Design and construction
- Architect: John Nash

Listed Building – Grade II*
- Official name: 430, 440 AND 449, STRAND WC2, 5 AND 7, WILLIAM IV STREET WC2, 434-437, STRAND WC2, 3-10, ADELAIDE STREET WC2, 1, ADELAIDE STREET WC2
- Designated: 02 July 1969
- Reference no.: 1237040

= 430–449 Strand =

Regency building in London, England

430–449 Strand is a Grade II* listed Regency office block standing on a triangular plot between the Strand, William IV Street and Adelaide Street. It was built in the 1830s as part of the West Strand Improvements.

== History ==
The building was part of the West Strand Improvements, a scheme devised by William Lowther as Chief Commissioner of Woods and Forests and directed by James Pennethorne. The building was previously bisected east to west by Lowther Arcade, a popular shopping arcade which became well known in the Victorian era for its toyshops. The north block was also home to the Adelaide Gallery.

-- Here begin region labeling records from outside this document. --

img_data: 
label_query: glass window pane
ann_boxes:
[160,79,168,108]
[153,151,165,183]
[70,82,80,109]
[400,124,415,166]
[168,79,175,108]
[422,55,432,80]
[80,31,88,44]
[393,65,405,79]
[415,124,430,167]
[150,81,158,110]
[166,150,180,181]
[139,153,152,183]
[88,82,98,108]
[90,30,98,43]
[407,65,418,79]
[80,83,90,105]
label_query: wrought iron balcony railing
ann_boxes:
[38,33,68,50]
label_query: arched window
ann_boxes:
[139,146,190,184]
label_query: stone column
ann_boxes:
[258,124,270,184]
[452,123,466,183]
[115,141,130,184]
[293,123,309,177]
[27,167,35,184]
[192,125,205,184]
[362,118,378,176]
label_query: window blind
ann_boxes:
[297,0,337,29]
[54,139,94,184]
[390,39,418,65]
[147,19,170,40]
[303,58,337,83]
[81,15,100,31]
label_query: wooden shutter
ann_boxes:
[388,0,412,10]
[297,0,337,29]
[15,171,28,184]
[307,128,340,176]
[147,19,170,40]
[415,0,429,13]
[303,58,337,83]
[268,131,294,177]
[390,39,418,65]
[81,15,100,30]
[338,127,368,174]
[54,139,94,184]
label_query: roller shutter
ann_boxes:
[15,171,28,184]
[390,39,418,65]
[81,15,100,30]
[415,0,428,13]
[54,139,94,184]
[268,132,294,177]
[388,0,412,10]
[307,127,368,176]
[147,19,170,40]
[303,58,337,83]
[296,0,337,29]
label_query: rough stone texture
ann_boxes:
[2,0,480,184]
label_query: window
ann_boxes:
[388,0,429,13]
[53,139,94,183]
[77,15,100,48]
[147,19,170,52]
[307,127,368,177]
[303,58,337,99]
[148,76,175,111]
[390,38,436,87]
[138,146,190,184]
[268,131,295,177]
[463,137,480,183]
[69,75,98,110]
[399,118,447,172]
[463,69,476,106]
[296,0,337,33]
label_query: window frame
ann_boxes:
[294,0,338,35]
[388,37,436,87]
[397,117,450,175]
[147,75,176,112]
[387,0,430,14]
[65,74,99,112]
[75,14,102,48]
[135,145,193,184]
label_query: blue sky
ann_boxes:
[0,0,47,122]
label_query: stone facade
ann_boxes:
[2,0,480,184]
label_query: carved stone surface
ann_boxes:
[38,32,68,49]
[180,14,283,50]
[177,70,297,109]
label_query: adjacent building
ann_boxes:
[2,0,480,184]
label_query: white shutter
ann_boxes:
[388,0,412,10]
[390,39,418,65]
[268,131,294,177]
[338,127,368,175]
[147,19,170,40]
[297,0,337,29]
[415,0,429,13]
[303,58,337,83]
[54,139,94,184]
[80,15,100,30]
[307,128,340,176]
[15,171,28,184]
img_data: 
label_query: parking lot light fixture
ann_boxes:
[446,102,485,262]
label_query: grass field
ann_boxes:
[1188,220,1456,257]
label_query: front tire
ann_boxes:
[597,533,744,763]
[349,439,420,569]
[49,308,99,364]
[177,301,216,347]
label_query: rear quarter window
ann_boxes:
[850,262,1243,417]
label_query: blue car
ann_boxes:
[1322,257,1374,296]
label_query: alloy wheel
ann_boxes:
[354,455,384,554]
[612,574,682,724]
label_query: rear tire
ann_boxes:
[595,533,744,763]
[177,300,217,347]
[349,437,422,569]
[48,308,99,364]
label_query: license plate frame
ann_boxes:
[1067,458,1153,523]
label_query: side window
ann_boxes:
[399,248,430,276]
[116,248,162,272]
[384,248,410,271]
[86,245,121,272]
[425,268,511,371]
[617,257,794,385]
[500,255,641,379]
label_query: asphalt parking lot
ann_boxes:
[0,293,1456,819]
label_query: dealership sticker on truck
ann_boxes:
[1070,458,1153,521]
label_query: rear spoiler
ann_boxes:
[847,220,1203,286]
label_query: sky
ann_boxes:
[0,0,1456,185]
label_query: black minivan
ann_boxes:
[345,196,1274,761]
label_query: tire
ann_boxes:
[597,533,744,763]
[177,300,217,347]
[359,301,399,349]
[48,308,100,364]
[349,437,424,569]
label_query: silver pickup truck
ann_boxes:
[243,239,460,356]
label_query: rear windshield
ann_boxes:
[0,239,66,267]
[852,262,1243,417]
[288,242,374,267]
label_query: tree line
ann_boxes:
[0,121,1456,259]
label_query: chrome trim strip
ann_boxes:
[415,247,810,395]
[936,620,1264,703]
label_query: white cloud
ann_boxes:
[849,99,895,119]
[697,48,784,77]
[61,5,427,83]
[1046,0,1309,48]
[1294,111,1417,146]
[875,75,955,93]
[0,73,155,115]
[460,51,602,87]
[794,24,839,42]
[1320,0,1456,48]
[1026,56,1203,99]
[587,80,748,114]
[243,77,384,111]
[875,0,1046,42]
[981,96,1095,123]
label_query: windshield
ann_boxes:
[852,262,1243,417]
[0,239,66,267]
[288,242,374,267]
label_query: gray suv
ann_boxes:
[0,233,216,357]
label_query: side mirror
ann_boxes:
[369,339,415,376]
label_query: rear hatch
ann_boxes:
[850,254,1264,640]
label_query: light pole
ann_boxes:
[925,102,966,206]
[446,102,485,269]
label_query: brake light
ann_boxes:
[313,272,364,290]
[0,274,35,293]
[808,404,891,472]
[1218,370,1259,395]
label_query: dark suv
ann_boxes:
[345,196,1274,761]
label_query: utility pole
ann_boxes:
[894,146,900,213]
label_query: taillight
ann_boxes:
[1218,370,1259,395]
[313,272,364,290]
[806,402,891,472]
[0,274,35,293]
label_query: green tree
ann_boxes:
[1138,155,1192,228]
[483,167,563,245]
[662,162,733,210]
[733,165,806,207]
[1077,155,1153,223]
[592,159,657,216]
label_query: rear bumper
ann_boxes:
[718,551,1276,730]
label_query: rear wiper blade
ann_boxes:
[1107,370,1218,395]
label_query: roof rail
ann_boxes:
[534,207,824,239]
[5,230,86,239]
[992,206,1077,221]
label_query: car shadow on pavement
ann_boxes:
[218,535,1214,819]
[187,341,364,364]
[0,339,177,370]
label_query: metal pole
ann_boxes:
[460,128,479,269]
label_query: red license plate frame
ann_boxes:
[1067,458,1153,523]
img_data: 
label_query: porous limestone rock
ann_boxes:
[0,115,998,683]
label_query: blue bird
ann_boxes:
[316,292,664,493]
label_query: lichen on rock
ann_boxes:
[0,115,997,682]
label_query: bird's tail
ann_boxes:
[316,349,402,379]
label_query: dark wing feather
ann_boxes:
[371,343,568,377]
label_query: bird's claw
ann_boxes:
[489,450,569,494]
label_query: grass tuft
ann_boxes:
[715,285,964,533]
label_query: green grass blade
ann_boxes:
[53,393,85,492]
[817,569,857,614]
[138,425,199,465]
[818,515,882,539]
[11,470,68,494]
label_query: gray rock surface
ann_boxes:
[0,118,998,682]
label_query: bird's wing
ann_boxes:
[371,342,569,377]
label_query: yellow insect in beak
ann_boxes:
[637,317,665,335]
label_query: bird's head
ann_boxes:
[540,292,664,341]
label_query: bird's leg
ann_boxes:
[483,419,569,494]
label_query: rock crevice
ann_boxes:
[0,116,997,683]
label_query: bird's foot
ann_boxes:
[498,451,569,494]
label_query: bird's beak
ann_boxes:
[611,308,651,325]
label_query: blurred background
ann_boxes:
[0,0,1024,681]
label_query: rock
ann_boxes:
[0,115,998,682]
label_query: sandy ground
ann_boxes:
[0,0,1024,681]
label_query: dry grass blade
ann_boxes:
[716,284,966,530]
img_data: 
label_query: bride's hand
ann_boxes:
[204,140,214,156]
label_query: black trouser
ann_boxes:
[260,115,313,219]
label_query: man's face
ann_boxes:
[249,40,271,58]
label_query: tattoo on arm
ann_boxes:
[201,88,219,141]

Its architectural design is broadly that of John Nash who was responsible for many of the West Strand Improvements, although the arcade that ran through it is broadly credited to Witherdon Young. The arcade was filled in between 1903 and 1904 with designs by John Macvicar Anderson, although these parts have since been replaced.

Coutts bank, considered one of the oldest surviving banks in London, was situated at 59 Strand for nearly two centuries before moving to their current site at 440 Strand in 1904. The glass frontage of Coutts bank along the Strand as well as the recreated Nash design on Adelaide street are 1970s additions.

In 2023, Marugame Udon opened a branch in the building which would be their 10th in the UK.

== Design ==
The majority of the building is of John Nash's typical Regency style. long unified stucco Italianate frontages with pilastered centrepieces. The corners are marked with towers, the south-west particularly pronounced by its two "pepper-pot" towers.

The glass frontage of Coutts as well as the extended interior is by Frederick Gibberd. The construction is often claimed as the first modern atrium building in Britain.